The fact each of them dies from a disease that today can be detected, prevented and eradicated is not acceptable.

And while tuberculosis is often forgotten in western countries these days because it has been all but eliminated, the World Health Organization has warned that tuberculosis also sometimes does not get the attention it deserves even where it is still prevalent.

This is remarkable.

Tuberculosis is real. As real today in Asia and Africa as it was in England in 1855.

Tuberculosis is a disease that has followed humanity for millennia. Studies of Neolithic communities show it was present at least 9,000 years ago and tuberculosis has been found in mummies from Ancient Egypt.

So tuberculosis has been with us for a long time.

After steady falls in death rates over a century or more, tuberculosis is still here today due to a combination of inadequate health systems, insufficient investment, lack of detection and treatment, and because the disease is becoming increasingly resistant to some of the frontline drugs that are used today to treat it.

Today the world has a goal, as part of the UN Sustainable Development Goals, to practically eradicate tuberculosis from the world by 2030.

But the WHO has warned that the world is not investing enough to achieve this goal.

To reach the targets for reduction in tuberculosis, global incidence needs to be falling by 10% per annum by 2025 and the death rate needs to fall to 6.5%.

The WHO has recently said that:

“Such levels have only been achieved in the context of UHC (universal health coverage), combined with social and economic development that reduces known risk factors for TB infection and disease.”

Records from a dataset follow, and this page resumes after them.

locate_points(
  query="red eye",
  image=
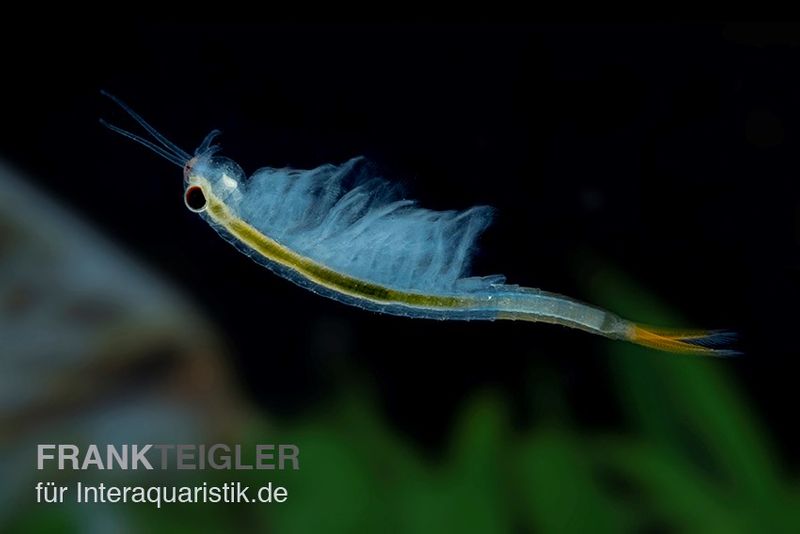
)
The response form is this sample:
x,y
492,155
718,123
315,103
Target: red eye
x,y
195,198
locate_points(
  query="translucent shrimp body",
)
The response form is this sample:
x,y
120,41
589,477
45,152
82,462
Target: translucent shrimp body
x,y
342,232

This week’s UN High Level Meeting will review and approve an ‘action-oriented political declaration’ to commit world leaders to identify and treat the 3.6 million people out of the 10 million people with the disease who currently miss out on treatment altogether, to provide diagnosis and treatment for 40 million people, and to overcome the growing problem of multiple drug resistant tuberculosis.

Here's hoping the resolution prompts a renewed global commitment to eradicate the disease everywhere.

Whether it's one life or a million, every death from tuberculosis is one too many.

We should finally be consigning this disease to the dustbin of history.

I reckon it's something Jane would have wanted.